人民幣

China, America's flexible friend

Teenagers ordered to tidy their room will often do the minimum necessary to get the oppressor off their back. So it is with China's announcement that its currency will trade more flexibly against the US dollar – while remaining basically stable – three days after the US president told it to. The move, a week before the G20 convenes in Toronto, could allow five days of very modest gains to demonstrate that Beijing is a responsible, if reluctant, world citizen.

China had to do something. The “emergency setting” of the renminbi/dollar peg, reimposed in July 2008, was looking increasingly incongruous. May's export surge of almost 50 per cent from a year earlier, the biggest in six years, restored China's monthly trade surplus comfortably above its five-year average. But what some outsiders really wanted – a one-off, double-digit revaluation – was never a serious option, given the losses exporters would take on their outstanding dollar receivables.
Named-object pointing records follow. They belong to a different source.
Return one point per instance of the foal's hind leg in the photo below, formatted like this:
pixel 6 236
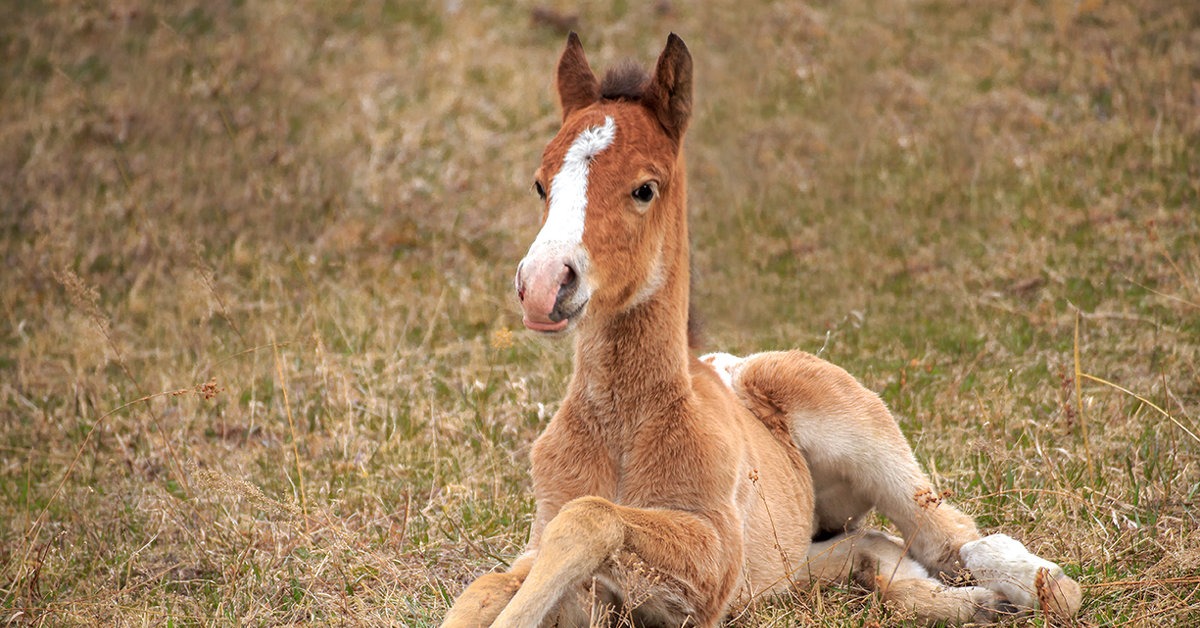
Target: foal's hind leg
pixel 879 562
pixel 859 459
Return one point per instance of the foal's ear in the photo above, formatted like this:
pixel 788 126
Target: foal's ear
pixel 577 87
pixel 670 91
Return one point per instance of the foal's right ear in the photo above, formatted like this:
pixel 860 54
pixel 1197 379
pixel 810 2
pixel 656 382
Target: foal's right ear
pixel 577 87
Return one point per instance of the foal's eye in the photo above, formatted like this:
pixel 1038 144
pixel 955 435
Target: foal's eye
pixel 645 193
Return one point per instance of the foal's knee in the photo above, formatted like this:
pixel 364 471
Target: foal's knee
pixel 586 522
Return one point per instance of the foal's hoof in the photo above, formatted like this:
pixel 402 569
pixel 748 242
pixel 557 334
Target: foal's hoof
pixel 1003 564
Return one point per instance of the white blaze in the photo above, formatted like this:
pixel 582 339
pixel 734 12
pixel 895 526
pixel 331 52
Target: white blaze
pixel 569 190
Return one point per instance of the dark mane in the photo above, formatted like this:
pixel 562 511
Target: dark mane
pixel 625 82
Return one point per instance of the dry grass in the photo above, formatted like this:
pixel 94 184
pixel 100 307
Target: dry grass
pixel 259 356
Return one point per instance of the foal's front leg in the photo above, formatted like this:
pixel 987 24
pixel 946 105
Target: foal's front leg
pixel 485 598
pixel 682 548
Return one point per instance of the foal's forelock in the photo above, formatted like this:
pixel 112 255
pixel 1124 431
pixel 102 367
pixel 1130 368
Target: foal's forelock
pixel 569 189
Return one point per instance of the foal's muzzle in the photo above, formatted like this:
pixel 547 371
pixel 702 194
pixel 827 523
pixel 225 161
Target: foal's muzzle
pixel 550 286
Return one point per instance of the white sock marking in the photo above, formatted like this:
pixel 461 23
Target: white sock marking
pixel 1002 564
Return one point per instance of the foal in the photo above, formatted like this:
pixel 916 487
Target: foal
pixel 671 488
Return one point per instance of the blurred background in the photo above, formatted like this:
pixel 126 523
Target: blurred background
pixel 261 362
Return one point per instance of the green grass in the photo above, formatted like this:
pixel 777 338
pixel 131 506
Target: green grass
pixel 319 207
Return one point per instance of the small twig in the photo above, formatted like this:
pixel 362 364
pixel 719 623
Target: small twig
pixel 1146 401
pixel 1079 405
pixel 292 428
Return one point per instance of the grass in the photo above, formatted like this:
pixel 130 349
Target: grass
pixel 261 363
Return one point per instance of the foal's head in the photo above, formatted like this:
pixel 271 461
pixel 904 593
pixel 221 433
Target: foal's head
pixel 612 186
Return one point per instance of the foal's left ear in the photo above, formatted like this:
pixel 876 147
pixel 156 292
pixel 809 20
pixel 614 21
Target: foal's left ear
pixel 670 91
pixel 577 87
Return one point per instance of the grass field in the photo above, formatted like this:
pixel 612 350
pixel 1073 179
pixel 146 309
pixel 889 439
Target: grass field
pixel 261 362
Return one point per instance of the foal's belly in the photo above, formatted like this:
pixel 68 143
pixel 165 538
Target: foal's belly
pixel 778 495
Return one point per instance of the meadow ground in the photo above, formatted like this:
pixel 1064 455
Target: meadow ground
pixel 261 362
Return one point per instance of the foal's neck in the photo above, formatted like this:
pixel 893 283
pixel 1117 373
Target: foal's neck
pixel 633 364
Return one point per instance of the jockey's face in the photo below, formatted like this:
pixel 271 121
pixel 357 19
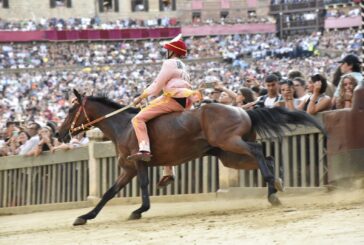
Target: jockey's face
pixel 169 54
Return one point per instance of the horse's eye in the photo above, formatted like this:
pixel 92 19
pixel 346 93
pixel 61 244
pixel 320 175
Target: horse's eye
pixel 72 109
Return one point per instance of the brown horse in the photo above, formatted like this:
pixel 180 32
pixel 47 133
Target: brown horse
pixel 223 131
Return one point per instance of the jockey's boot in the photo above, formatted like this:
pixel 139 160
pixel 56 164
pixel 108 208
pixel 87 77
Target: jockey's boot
pixel 165 180
pixel 141 156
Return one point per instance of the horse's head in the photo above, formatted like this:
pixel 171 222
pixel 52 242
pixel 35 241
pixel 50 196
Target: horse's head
pixel 76 118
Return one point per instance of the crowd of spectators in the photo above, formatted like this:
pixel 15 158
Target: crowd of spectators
pixel 258 46
pixel 340 13
pixel 97 24
pixel 33 103
pixel 83 24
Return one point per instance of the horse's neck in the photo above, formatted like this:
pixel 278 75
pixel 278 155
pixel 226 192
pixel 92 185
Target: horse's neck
pixel 115 127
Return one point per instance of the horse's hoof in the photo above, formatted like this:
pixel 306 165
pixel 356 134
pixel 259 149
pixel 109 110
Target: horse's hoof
pixel 135 216
pixel 79 221
pixel 274 200
pixel 278 184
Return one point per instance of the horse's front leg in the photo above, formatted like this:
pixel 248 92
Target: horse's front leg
pixel 144 182
pixel 266 166
pixel 122 180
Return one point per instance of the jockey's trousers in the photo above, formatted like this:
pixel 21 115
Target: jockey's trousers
pixel 159 106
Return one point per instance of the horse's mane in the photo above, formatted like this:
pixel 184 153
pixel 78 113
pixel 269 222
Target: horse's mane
pixel 108 102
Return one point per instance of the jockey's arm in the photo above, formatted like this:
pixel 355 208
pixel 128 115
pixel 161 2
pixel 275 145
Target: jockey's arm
pixel 163 77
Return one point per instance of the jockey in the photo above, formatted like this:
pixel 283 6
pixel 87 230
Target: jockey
pixel 173 79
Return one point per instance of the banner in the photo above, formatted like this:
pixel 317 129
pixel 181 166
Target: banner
pixel 76 35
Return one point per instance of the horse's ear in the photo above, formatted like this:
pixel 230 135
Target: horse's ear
pixel 78 96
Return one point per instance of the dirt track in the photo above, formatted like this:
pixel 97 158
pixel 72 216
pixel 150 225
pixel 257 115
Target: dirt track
pixel 336 218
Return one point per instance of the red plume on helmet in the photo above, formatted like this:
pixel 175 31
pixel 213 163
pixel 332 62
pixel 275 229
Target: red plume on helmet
pixel 177 45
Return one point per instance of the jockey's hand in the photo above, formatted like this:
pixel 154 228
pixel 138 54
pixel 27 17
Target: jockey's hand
pixel 137 100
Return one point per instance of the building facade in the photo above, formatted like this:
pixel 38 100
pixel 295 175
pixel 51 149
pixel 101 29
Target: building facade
pixel 184 11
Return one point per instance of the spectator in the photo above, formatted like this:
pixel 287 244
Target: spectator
pixel 227 96
pixel 32 130
pixel 77 141
pixel 293 74
pixel 246 99
pixel 22 139
pixel 272 96
pixel 46 142
pixel 318 101
pixel 300 89
pixel 348 85
pixel 350 65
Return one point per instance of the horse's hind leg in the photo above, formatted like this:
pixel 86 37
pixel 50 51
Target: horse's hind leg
pixel 122 180
pixel 252 153
pixel 144 182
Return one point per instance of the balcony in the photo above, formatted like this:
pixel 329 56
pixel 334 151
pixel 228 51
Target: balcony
pixel 296 7
pixel 301 24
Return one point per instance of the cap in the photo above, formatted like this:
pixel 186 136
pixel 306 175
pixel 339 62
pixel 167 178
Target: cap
pixel 350 59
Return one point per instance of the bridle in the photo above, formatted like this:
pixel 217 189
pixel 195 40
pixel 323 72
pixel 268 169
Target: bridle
pixel 82 126
pixel 89 124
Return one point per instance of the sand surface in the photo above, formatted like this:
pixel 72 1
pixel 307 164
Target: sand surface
pixel 318 218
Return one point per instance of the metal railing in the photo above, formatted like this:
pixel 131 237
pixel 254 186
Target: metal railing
pixel 300 157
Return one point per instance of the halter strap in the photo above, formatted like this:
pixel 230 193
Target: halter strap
pixel 82 126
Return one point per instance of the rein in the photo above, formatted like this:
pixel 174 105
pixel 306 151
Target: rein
pixel 89 123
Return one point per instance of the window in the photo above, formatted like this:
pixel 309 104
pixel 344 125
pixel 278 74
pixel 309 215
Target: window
pixel 139 5
pixel 4 4
pixel 224 14
pixel 167 5
pixel 108 5
pixel 196 17
pixel 252 14
pixel 61 3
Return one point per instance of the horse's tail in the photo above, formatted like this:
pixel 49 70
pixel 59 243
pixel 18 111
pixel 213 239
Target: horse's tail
pixel 271 122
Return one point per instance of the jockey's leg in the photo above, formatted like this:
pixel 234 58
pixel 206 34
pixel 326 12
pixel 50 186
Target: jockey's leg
pixel 159 106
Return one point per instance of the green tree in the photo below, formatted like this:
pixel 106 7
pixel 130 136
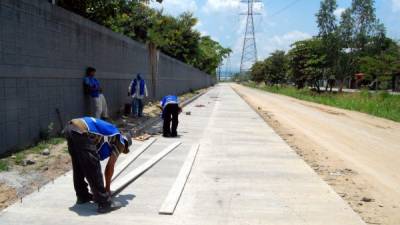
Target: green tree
pixel 307 62
pixel 257 72
pixel 174 36
pixel 276 67
pixel 381 67
pixel 364 26
pixel 328 32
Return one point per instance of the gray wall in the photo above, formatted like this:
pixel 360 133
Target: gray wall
pixel 44 51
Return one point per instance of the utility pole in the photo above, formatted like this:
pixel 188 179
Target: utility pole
pixel 249 53
pixel 228 72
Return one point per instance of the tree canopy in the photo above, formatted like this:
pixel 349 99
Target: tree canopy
pixel 175 36
pixel 356 43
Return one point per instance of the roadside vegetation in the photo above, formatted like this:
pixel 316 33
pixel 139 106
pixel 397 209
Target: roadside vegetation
pixel 175 36
pixel 381 104
pixel 25 156
pixel 352 49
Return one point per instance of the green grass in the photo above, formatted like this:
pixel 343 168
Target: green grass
pixel 20 156
pixel 3 165
pixel 381 104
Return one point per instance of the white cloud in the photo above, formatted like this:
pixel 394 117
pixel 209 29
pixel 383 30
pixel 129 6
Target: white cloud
pixel 235 6
pixel 396 5
pixel 175 7
pixel 338 12
pixel 221 5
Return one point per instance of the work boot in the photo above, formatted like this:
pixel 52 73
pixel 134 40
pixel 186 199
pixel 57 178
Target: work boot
pixel 113 205
pixel 80 200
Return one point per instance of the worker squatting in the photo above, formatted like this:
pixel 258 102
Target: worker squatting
pixel 93 139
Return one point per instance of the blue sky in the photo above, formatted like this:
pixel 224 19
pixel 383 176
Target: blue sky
pixel 281 21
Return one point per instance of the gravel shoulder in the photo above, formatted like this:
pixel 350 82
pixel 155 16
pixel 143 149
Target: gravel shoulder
pixel 357 154
pixel 30 169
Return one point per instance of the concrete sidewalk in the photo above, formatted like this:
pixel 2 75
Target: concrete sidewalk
pixel 244 174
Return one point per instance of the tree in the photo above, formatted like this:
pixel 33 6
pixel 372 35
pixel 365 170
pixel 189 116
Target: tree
pixel 175 36
pixel 364 26
pixel 328 32
pixel 210 55
pixel 257 72
pixel 381 67
pixel 326 18
pixel 307 62
pixel 276 67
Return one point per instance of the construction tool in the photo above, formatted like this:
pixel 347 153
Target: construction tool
pixel 123 182
pixel 132 157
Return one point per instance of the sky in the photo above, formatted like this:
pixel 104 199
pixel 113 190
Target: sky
pixel 280 23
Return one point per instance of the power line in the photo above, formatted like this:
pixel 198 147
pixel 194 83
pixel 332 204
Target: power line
pixel 249 52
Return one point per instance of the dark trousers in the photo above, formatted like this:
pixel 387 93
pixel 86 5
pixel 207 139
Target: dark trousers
pixel 137 107
pixel 170 113
pixel 86 164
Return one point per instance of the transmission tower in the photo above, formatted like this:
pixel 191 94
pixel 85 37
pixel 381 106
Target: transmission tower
pixel 249 53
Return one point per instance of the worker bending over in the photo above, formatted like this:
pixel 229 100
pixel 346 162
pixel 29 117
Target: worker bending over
pixel 170 112
pixel 90 141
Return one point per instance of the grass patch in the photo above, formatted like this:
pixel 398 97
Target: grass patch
pixel 381 104
pixel 3 165
pixel 19 157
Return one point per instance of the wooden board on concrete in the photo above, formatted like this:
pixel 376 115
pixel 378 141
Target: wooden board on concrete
pixel 118 185
pixel 132 157
pixel 170 203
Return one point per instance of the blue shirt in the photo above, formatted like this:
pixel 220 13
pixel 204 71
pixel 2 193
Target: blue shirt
pixel 169 99
pixel 94 85
pixel 108 131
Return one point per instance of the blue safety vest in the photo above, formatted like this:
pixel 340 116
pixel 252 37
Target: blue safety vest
pixel 93 83
pixel 142 84
pixel 105 129
pixel 169 99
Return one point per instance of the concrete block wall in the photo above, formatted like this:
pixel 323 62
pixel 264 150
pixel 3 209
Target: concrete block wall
pixel 44 51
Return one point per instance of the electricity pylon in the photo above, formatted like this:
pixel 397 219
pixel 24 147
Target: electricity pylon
pixel 249 53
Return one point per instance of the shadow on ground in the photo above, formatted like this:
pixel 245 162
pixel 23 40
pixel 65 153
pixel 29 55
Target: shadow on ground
pixel 90 209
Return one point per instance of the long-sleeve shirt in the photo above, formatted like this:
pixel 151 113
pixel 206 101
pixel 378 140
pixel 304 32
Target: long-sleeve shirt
pixel 136 93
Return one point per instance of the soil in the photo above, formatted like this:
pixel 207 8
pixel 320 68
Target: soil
pixel 356 154
pixel 20 180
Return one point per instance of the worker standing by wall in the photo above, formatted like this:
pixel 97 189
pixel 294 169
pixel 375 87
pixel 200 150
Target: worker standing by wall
pixel 138 91
pixel 93 88
pixel 170 113
pixel 90 141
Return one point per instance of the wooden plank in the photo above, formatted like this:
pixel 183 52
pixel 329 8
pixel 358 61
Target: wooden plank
pixel 170 203
pixel 132 157
pixel 118 185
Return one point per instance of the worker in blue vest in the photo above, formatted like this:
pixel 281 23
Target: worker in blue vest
pixel 170 113
pixel 93 89
pixel 138 91
pixel 90 141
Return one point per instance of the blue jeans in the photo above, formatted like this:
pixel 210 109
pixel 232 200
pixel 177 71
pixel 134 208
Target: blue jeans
pixel 137 107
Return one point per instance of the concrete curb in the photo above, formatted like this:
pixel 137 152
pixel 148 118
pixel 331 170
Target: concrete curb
pixel 141 129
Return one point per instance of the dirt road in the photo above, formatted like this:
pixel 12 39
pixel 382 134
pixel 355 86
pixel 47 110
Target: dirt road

Instead, China seems likely to swap a fixed peg for a crawling one. The basket of 2005 to 2008 returns, along with the same daily trading band. There's no clue on the targeted pace of strengthening, but given the basket's likely composition – perhaps 70 per cent US dollar – markets should assume it will be gradual. That much is implied by Saturday's cryptic statement, which contained three uses of the word “flexibility,” four of “stable” or “stability”.